12. The flow system of claim 1, wherein the floats are configured to be less dense than water and denser than oil.

13. The flow system of claim 1, wherein the floats are disposed between a set of walls, wherein the floats are configured to slide linearly along the set of walls.

14. The flow system of claim 1, wherein the floats are coupled to a housing of the flow control device by a hinge, wherein the floats rotate about the hinge.

15. A method of regulating fluids from a subterranean formation, comprising:

directing a portion of a flow of fluids to a flow control device and a remaining portion of the flow of the fluids to a regulatory valve through a fluid pathway;

rotating the flow control device;

reducing a pressure of the fluids; and

displacing a piston disposed within the regulatory valve, wherein the piston comprises a first end and a second end.

16. The method of claim 15, wherein rotating the flow control device further comprises displacing floats disposed within the flow control device to allow fluids to travel through the flow control device.

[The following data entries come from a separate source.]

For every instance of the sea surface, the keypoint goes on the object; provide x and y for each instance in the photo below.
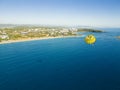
(62, 64)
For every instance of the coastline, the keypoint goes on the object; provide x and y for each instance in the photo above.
(32, 39)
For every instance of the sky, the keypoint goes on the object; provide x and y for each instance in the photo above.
(61, 12)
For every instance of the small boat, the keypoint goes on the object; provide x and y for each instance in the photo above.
(90, 39)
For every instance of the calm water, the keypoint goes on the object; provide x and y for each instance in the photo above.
(62, 64)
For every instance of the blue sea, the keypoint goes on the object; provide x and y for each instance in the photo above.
(62, 64)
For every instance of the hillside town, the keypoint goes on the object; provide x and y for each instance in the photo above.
(25, 32)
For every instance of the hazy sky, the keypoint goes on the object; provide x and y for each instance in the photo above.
(61, 12)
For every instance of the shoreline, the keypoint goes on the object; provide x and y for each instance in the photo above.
(33, 39)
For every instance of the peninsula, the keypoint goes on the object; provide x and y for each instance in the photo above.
(26, 33)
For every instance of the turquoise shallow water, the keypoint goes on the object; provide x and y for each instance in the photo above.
(62, 64)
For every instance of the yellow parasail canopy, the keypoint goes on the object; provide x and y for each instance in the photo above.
(90, 39)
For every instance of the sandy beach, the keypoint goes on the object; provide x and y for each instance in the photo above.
(31, 39)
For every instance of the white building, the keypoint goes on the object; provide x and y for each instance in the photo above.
(4, 36)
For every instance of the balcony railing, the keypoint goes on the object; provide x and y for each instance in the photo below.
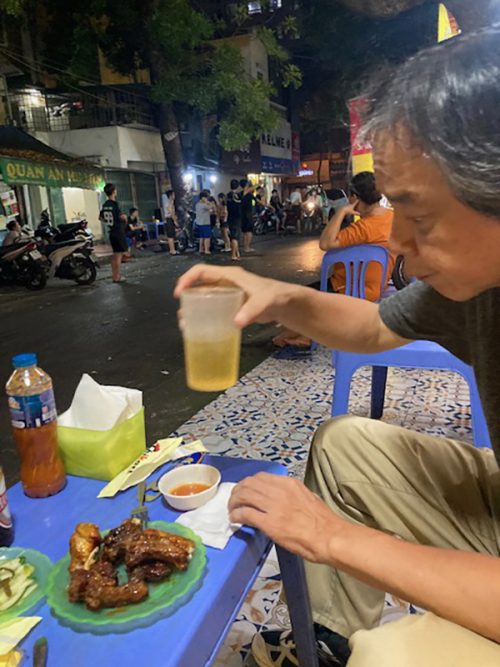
(37, 111)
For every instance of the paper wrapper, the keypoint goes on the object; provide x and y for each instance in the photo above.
(11, 633)
(169, 449)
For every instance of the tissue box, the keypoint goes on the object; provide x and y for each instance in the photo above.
(102, 454)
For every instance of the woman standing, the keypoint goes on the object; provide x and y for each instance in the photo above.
(117, 222)
(203, 212)
(170, 220)
(247, 210)
(222, 217)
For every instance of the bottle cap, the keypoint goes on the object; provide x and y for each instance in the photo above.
(24, 360)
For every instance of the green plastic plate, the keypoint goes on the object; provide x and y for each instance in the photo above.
(43, 566)
(164, 598)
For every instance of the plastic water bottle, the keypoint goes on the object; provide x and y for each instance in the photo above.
(33, 417)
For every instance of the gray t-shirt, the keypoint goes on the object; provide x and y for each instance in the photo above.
(468, 329)
(203, 211)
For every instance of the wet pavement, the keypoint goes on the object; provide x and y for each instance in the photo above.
(127, 334)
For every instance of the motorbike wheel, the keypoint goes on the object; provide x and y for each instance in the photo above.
(36, 278)
(85, 271)
(398, 275)
(259, 228)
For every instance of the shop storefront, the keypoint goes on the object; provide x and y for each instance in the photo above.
(280, 154)
(34, 177)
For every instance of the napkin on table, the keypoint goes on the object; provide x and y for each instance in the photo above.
(211, 521)
(98, 407)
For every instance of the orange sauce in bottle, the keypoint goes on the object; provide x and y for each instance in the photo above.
(34, 427)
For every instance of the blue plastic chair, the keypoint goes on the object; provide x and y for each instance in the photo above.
(356, 260)
(418, 354)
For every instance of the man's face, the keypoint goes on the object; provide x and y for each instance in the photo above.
(446, 244)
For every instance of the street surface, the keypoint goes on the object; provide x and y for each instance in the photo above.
(127, 334)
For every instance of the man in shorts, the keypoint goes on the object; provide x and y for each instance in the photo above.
(234, 218)
(117, 223)
(385, 509)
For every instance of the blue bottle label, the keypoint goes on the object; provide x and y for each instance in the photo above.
(32, 411)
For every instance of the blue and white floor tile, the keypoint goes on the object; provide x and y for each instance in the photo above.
(273, 413)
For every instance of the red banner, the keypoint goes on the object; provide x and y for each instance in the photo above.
(357, 107)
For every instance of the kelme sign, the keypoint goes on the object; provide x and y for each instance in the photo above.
(24, 172)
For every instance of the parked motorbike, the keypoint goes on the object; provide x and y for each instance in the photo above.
(71, 260)
(266, 221)
(23, 264)
(68, 231)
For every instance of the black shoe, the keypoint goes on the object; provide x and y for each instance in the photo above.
(276, 648)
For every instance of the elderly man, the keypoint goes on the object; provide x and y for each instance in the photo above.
(383, 508)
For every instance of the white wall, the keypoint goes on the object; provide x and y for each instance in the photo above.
(79, 202)
(110, 146)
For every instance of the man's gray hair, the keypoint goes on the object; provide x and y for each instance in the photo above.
(448, 97)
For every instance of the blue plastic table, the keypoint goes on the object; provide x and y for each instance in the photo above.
(192, 636)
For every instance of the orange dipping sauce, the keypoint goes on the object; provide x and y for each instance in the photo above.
(189, 489)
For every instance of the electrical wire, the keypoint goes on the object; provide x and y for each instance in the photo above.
(19, 57)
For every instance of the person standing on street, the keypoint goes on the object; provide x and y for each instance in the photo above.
(203, 213)
(222, 218)
(117, 223)
(279, 210)
(247, 209)
(170, 216)
(234, 219)
(296, 208)
(387, 509)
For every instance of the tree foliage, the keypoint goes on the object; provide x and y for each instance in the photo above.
(182, 48)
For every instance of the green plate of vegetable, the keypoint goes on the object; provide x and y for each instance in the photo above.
(23, 580)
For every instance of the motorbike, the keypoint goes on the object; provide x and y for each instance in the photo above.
(23, 264)
(68, 231)
(71, 260)
(266, 221)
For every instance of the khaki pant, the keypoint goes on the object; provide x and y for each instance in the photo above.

17. The method of claim 15, further comprising applying a first pressure to the first end of the piston, wherein the first pressure is provided by fluids from the subterranean formation through the fluids pathway.

18. The method of claim 17, further comprising applying a second pressure to the second end of the piston, wherein the second pressure is provided by fluids from a control line coupling an outlet of the flow control device to the regulatory valve.

19. The method of claim 18, wherein the first pressure and the second pressure are applied in the same direction.

20. The method of claim 19, further comprising applying a third pressure to the second end of the piston, wherein the third pressure is provided by fluids from an offset line, wherein the third pressure is applied in an opposing direction in relation to the first pressure and the second pressure.